— Welk geld? Bent u soms niet goed bij uw hoofd? We hebben met uw zoon kinderen, een hypotheek en twee leningen, en u zegt dat we u ook nog eens vijftigduizend per maand moeten geven? Moet u niet oppassen dat u niet te ver gaat?!

— Wat? Kirjoesja, begrijp je het niet? Ze heeft me beledigd! Jij moet…

— Ik begrijp het heel goed, — onderbrak hij haar met dezelfde dode toon. Hij begon haar langzaam uit de keuken richting de voordeur te leiden. Haar benen raakten verstrikt, ze probeerde zich schrap te zetten, maar hij bleef onverbiddelijk doorgaan. — Ik heb begrepen dat je in mijn huis bent gekomen om mijn vrouw te vernederen. Ik heb begrepen dat je denkt dat je kunt eisen wat wij niet kunnen geven, en dat je mijn gezin kunt beledigen als je nul op het rekest krijgt.

Ze stonden al in de hal. Hij liet haar elleboog niet los. Alina bleef in de keuken; ze bewoog geen centimeter, alsof ze versteend was.

— Mam, kijk me aan, — hij stopte bij de deur en dwong haar haar ogen naar hem op te heffen. — Dit is mijn huis. Alina is mijn vrouw. De kinderen zijn mijn kinderen. Dit is mijn gezin. En ik laat niemand het kapotmaken. Niemand. Zelfs jij niet.

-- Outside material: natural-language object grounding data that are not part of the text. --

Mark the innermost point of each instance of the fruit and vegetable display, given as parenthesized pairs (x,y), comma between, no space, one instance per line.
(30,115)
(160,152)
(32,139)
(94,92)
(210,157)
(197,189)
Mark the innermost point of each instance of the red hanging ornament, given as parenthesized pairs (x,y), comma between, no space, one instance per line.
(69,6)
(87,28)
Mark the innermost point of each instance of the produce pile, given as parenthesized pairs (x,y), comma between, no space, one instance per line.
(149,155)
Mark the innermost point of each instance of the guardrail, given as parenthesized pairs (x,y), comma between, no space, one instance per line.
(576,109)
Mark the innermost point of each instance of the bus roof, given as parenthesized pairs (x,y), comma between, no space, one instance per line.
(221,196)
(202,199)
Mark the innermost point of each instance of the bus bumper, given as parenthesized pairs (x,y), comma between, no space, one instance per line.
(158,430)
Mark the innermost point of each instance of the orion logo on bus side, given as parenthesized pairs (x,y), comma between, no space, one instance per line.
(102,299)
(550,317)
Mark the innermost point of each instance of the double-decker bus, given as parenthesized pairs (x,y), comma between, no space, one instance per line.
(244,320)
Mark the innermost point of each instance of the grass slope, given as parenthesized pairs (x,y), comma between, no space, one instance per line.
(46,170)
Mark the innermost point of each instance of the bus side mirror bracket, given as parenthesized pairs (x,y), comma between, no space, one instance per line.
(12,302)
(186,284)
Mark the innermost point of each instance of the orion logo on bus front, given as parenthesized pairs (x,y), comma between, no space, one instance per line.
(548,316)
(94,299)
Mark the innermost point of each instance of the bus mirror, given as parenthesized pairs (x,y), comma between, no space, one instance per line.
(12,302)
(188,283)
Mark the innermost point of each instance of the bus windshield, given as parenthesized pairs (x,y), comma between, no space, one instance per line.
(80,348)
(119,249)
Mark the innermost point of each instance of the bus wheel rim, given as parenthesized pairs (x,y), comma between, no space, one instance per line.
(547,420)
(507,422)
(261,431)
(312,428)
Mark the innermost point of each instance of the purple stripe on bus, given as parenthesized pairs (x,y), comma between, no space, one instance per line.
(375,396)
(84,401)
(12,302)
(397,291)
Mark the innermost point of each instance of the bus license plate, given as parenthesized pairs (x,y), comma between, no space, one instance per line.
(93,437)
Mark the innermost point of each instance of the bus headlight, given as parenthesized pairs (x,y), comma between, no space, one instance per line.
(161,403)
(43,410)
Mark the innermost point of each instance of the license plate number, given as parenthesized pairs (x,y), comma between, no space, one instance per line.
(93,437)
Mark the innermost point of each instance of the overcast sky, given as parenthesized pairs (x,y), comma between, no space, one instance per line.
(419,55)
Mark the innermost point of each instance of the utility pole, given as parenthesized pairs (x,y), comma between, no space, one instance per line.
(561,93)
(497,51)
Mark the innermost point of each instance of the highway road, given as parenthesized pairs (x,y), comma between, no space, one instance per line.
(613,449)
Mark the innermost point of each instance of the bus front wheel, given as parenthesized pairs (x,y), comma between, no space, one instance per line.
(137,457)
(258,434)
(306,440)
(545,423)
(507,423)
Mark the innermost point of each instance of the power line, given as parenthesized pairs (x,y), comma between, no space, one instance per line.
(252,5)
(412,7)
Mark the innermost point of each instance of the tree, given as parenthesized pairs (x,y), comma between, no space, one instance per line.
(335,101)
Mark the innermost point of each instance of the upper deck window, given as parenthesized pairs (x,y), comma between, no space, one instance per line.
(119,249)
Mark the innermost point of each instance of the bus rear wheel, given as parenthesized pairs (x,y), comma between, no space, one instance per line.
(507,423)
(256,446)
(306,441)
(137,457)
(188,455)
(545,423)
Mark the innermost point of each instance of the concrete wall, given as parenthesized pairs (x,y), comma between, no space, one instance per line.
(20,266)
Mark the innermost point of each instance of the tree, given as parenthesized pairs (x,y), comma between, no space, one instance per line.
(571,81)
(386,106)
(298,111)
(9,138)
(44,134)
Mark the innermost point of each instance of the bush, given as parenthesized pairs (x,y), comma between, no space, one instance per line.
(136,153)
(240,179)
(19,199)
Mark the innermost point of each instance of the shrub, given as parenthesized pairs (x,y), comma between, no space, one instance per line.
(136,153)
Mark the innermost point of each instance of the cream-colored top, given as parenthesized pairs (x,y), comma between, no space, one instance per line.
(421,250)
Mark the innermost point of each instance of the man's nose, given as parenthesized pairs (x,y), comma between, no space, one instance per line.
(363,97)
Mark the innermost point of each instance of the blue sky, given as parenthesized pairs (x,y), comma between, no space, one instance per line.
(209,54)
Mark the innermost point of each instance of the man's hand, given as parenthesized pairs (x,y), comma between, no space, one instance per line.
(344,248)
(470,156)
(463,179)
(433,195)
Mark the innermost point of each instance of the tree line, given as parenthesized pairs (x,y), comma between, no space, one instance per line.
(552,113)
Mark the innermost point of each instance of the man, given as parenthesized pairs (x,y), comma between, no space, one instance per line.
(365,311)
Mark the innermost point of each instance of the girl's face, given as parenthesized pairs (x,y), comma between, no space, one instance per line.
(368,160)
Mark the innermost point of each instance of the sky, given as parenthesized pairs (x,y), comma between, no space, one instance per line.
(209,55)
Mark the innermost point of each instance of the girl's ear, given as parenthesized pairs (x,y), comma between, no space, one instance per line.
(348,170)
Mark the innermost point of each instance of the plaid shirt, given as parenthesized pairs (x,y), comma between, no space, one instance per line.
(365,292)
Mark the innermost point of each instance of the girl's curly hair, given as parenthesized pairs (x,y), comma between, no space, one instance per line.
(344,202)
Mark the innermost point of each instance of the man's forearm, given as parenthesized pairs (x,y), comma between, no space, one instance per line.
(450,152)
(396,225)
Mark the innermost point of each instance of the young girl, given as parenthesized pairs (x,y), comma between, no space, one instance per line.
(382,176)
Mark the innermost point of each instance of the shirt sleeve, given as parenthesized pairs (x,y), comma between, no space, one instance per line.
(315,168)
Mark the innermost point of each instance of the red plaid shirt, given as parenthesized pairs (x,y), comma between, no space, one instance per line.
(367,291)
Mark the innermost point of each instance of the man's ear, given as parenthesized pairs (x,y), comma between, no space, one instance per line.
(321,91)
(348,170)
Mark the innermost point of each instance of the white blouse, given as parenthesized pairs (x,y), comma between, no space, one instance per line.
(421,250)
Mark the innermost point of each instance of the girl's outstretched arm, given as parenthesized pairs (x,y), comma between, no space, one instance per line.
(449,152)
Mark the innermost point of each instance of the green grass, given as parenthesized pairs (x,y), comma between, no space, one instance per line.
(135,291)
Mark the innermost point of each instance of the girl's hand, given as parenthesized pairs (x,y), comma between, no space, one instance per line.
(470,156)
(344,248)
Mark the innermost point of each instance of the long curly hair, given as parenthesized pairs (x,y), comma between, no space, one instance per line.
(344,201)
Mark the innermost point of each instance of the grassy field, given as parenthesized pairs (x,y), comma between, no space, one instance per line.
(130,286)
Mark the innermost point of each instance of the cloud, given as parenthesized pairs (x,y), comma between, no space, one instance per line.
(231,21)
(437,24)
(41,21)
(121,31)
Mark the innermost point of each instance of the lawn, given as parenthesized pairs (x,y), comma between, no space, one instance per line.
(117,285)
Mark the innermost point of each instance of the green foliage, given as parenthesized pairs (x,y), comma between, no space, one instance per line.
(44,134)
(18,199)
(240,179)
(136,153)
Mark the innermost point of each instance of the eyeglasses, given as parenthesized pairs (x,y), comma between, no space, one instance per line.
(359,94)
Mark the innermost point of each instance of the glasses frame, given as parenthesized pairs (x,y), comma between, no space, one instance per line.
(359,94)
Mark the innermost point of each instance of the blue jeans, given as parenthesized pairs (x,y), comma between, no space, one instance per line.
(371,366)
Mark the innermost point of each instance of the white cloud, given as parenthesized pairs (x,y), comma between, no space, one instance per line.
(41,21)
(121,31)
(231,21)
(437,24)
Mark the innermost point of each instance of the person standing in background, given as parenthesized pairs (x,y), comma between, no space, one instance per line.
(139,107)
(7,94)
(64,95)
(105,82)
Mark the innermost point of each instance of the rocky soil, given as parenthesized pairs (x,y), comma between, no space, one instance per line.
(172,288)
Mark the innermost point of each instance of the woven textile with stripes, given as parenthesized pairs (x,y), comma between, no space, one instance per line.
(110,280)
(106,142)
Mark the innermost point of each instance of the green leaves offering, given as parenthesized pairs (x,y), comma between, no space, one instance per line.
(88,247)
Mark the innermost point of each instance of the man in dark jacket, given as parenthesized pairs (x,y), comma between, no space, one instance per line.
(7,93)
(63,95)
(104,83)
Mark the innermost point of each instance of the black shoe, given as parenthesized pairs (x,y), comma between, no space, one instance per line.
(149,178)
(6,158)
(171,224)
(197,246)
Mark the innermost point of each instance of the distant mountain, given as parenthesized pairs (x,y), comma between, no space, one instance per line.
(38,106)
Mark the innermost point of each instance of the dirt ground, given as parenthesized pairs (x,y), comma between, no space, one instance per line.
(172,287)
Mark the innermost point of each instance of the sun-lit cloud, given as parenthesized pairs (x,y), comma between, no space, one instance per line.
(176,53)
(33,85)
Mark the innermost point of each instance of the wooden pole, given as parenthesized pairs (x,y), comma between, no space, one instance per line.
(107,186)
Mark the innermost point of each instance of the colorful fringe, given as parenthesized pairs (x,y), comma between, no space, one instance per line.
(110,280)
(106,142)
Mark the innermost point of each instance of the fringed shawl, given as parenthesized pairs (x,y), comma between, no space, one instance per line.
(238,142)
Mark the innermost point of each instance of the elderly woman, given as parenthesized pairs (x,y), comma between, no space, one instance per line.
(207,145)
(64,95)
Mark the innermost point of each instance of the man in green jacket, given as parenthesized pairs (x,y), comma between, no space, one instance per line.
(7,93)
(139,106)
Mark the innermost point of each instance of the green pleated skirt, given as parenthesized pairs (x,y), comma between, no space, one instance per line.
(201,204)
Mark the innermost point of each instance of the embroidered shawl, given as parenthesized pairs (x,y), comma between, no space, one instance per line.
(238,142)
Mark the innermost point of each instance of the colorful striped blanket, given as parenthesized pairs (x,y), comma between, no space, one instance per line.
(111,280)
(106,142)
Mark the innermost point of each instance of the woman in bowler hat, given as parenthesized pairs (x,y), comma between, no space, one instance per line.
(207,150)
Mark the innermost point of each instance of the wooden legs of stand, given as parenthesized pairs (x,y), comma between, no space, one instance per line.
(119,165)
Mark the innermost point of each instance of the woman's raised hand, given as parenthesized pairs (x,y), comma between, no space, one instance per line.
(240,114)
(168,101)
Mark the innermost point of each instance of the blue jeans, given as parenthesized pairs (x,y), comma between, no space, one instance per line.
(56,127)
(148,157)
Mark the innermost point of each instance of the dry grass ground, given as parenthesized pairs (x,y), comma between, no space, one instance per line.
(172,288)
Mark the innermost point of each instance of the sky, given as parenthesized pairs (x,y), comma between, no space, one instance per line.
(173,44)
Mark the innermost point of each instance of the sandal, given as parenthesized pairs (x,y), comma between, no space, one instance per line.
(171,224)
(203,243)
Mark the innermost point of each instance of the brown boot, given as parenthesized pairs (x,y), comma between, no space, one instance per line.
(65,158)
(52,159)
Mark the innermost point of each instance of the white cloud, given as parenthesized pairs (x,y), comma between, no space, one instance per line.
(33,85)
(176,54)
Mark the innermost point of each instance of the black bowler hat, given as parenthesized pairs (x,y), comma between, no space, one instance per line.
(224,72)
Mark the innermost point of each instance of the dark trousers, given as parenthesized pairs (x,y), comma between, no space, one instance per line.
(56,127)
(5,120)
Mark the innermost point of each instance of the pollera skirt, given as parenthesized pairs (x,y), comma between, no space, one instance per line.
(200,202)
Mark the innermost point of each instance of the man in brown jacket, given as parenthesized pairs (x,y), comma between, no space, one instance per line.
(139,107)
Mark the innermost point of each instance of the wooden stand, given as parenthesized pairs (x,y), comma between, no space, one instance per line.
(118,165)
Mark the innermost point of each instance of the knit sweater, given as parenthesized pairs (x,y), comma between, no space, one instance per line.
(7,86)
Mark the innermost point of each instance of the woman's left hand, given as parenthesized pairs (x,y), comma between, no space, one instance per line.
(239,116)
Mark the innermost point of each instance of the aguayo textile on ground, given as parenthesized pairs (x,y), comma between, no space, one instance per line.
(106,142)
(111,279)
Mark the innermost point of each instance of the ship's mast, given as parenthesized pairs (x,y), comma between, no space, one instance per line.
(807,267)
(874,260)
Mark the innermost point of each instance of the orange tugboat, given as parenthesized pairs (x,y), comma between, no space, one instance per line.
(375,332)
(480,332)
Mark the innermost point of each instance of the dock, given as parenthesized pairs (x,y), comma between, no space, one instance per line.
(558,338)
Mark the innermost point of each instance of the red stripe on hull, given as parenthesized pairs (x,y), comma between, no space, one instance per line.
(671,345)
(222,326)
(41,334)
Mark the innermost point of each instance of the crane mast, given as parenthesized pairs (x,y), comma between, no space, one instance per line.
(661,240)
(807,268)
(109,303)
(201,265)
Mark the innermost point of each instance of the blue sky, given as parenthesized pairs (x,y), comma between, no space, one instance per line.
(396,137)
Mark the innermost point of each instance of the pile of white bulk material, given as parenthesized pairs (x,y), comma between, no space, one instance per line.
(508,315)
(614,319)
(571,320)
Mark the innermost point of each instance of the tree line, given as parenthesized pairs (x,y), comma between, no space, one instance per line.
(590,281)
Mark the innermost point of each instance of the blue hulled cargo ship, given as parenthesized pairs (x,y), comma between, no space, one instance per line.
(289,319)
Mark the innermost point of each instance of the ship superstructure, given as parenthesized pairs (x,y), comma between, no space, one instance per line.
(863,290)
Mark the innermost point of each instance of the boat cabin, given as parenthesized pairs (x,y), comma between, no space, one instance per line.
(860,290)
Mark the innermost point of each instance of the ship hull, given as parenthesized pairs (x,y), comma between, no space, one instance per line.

Hij deed de voordeur open. Koude lucht van het trappenhuis stroomde de woning binnen.

— En kom hier niet meer, — sprak hij elk woord duidelijk uit, als een rechter die een vonnis voorleest. — Bel niet. Kom niet langs. Totdat je de kracht in jezelf vindt om je te verontschuldigen. Niet bij mij. Bij haar.

Hij duwde haar zachtjes over de drempel en, zonder op antwoord te wachten, zonder naar haar van schok en haat verwrongen gezicht te kijken, deed hij de deur dicht. Hij draaide de sleutel om. Eén keer. Een tweede keer. De klikken klonken in de stilte van het appartement als schoten. Daarna leunde hij met zijn voorhoofd tegen het koude hout van de deur en sloot zijn ogen.